When attempting to bring segments up with gprecoverseg, it fails and gives an error message.
', stderr='/bin/tar: ./pg_log/gpdb-2017-02-17_000000.csv: file changed as we read it.
End of gprecoverseg output:
20170217:10:47:14:155568 gprecoverseg:dc1prsahdmn04:gpadmin-[CRITICAL]:-Error occurred: non-zero rc: 1
Command was: 'ssh -o 'StrictHostKeyChecking no' dc1prsahddn03.es.ad.adp.com ". /usr/local/hawq/./greenplum_path.sh; /bin/tar cvPf /tmp/hawq_template20170217_103318 --exclude=pgsql_tmp -C /hdfs1/primary/gpseg6 ."'
./pg_log/gpdb-2017-02-10_000000.csv ... ...
', stderr='/bin/tar: ./pg_log/gpdb-2017-02-17_000000.csv: file changed as we read it
On HAWQ 1.x, the gprecoverseg builds and packages the DB template from another segment so it can be used to recover the down segment(s).
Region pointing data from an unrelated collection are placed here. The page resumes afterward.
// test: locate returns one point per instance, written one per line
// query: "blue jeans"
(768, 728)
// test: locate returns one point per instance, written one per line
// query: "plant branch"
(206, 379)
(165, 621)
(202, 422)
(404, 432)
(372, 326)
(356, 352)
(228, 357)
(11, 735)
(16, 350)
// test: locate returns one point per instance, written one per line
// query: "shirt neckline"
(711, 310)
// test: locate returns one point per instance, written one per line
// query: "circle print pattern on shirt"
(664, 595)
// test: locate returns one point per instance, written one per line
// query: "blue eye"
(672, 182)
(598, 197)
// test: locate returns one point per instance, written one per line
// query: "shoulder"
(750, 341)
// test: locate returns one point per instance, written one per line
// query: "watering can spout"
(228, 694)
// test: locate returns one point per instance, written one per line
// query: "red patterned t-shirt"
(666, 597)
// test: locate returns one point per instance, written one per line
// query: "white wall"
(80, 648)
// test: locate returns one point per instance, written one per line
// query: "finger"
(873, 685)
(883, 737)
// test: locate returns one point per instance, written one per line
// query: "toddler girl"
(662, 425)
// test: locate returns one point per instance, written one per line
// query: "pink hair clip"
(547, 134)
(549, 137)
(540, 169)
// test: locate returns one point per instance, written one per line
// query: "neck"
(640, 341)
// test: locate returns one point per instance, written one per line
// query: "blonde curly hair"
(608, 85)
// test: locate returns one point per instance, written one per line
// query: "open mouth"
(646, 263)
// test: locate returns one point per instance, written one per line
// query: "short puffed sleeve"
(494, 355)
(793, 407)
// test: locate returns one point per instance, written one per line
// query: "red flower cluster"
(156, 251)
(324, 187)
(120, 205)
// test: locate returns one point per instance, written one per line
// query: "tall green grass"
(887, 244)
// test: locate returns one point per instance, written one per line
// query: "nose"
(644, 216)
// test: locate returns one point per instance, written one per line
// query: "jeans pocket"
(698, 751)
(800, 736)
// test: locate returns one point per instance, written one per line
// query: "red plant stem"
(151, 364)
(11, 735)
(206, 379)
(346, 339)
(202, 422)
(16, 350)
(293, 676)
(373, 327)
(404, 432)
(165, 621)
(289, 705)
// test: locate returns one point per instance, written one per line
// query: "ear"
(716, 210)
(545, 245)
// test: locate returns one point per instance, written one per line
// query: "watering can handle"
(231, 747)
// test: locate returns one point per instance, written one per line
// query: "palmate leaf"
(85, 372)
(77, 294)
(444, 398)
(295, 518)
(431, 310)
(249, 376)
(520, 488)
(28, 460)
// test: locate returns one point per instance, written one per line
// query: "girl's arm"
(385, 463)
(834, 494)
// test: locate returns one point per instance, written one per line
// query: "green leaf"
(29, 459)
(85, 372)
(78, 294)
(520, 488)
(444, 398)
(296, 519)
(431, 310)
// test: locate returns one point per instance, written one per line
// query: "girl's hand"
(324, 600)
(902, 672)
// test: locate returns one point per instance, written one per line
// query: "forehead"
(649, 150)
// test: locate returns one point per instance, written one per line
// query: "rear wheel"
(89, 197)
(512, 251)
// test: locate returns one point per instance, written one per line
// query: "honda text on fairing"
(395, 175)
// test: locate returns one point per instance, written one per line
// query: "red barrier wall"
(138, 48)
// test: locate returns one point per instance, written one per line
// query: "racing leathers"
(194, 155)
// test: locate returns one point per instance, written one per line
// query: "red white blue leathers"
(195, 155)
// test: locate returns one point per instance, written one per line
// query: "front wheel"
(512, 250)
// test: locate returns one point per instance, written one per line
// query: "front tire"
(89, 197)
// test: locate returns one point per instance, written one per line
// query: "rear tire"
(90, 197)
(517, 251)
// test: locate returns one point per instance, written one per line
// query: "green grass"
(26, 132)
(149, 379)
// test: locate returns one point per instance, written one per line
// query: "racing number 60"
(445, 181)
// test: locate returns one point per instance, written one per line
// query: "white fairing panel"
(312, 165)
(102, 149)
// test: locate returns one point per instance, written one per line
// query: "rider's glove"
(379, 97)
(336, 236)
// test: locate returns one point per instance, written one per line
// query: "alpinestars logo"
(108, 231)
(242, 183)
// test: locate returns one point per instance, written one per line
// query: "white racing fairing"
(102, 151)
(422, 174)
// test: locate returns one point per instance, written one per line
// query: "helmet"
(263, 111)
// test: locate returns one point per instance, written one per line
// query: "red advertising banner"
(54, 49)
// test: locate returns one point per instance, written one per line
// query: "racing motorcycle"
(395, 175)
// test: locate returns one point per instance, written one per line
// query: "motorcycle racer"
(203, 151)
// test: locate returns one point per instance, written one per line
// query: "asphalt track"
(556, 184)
It does not expect any of the files to be updated while it is building it (including the log files). But if a file is updated, then it will fail to complete the template build.
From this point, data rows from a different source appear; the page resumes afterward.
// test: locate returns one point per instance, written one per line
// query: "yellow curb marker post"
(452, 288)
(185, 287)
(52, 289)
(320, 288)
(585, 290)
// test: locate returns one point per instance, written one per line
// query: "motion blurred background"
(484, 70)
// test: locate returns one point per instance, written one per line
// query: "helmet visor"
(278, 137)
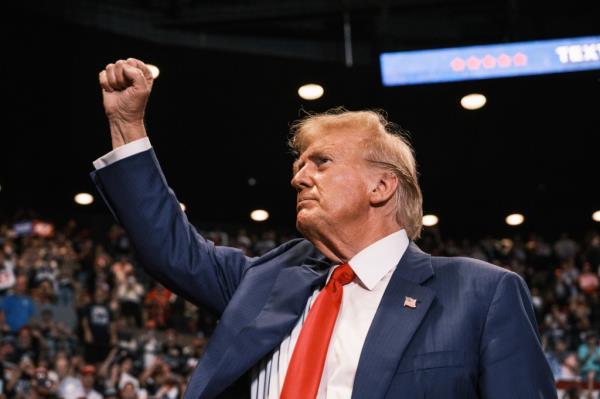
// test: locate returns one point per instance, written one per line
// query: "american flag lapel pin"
(410, 302)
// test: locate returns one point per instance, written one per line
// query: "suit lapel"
(284, 306)
(394, 324)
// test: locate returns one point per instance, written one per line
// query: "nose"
(301, 179)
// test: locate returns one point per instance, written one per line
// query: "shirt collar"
(374, 262)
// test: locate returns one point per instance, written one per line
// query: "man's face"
(332, 180)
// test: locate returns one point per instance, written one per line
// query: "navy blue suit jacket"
(472, 334)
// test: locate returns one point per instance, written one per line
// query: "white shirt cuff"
(124, 151)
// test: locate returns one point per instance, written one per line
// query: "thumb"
(136, 77)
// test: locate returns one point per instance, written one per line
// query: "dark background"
(221, 108)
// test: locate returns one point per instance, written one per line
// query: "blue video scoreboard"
(490, 61)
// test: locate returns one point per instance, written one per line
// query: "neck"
(340, 245)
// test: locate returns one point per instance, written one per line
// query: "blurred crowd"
(80, 319)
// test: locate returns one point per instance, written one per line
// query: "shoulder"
(295, 251)
(469, 267)
(474, 274)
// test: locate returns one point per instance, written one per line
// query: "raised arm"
(126, 86)
(136, 191)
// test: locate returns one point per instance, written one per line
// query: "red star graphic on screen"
(473, 63)
(489, 61)
(504, 60)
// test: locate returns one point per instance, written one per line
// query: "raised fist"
(126, 86)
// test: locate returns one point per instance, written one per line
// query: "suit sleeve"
(513, 364)
(168, 246)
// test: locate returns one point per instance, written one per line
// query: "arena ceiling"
(221, 108)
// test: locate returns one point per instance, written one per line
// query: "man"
(355, 309)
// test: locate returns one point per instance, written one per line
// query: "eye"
(321, 160)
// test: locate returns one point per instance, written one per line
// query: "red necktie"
(306, 366)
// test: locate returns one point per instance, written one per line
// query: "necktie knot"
(343, 274)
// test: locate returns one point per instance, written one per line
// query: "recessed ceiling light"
(430, 220)
(311, 91)
(515, 219)
(84, 198)
(473, 101)
(259, 215)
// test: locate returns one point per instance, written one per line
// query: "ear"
(384, 188)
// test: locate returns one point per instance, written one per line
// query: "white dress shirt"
(373, 267)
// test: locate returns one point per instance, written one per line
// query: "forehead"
(332, 141)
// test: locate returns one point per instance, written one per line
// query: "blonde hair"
(386, 146)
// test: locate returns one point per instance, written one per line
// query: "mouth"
(303, 201)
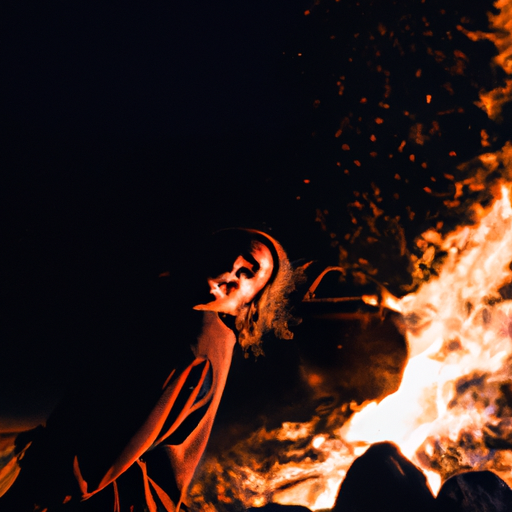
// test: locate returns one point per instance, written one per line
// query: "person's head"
(250, 277)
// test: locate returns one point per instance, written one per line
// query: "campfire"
(452, 411)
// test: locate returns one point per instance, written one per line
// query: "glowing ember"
(453, 411)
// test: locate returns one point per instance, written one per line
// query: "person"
(130, 437)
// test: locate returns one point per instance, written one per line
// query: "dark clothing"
(133, 438)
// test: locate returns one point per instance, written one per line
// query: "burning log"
(478, 491)
(384, 480)
(275, 507)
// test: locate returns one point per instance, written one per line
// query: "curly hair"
(270, 310)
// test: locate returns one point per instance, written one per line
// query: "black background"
(128, 133)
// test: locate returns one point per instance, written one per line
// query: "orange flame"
(453, 411)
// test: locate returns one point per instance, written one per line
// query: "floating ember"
(453, 410)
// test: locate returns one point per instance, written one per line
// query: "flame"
(453, 411)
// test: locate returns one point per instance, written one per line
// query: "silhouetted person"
(132, 434)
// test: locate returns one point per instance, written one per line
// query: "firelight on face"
(239, 286)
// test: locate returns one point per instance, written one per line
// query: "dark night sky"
(128, 131)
- Go to the segment that is building the template on (gpseg6 in the above example).
- Check the size of the segment directory - "du -sh /hdfs1/primary/gpseg6"
- If it is larger than 500MB, check the log files.
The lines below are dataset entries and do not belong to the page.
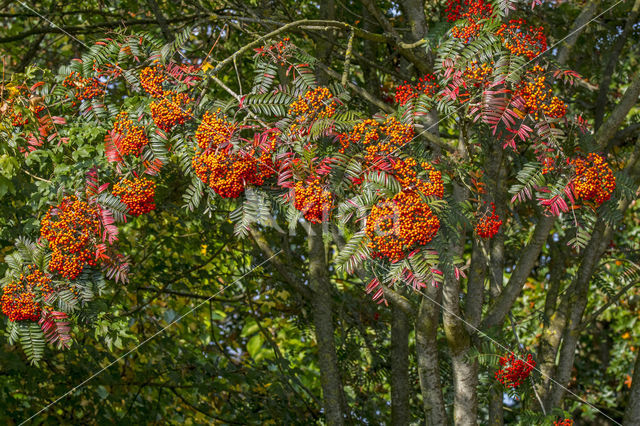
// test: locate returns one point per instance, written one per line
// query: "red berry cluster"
(171, 110)
(214, 131)
(405, 172)
(537, 97)
(20, 298)
(488, 225)
(398, 225)
(548, 164)
(229, 173)
(72, 229)
(130, 138)
(468, 31)
(522, 41)
(594, 179)
(18, 120)
(514, 370)
(458, 9)
(378, 139)
(277, 52)
(313, 199)
(138, 194)
(478, 74)
(84, 88)
(427, 85)
(313, 105)
(151, 79)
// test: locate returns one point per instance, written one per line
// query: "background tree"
(272, 312)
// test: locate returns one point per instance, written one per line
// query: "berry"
(398, 225)
(514, 370)
(488, 225)
(151, 79)
(536, 97)
(130, 138)
(594, 179)
(214, 131)
(457, 9)
(404, 171)
(20, 299)
(522, 41)
(72, 229)
(170, 110)
(426, 85)
(229, 173)
(83, 88)
(316, 104)
(138, 194)
(379, 140)
(313, 200)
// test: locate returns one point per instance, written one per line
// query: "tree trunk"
(323, 321)
(400, 411)
(496, 411)
(427, 355)
(465, 371)
(632, 413)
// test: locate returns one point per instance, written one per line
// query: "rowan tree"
(479, 204)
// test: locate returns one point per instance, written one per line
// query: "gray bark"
(400, 411)
(323, 321)
(426, 327)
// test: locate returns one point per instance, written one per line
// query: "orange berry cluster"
(398, 225)
(314, 105)
(378, 139)
(20, 298)
(478, 74)
(84, 88)
(151, 79)
(514, 371)
(72, 229)
(228, 174)
(278, 52)
(548, 165)
(594, 179)
(171, 110)
(138, 194)
(18, 120)
(457, 9)
(522, 41)
(488, 226)
(214, 131)
(427, 85)
(132, 137)
(313, 200)
(468, 31)
(537, 97)
(404, 171)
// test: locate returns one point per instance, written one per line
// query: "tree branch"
(618, 115)
(528, 258)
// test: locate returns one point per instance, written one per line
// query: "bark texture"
(323, 321)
- If there are large log files, move them aside to a location outside the segment directory. DO NOT move the current day log file.
- Once the segment directory size is decreased, try gprecoverseg again. With a smaller template to package, it might complete before the log file is updated again.
- If it fails again, check the log file that is reported in the error and see what is streaming in it.
- Fix the issue that is streaming.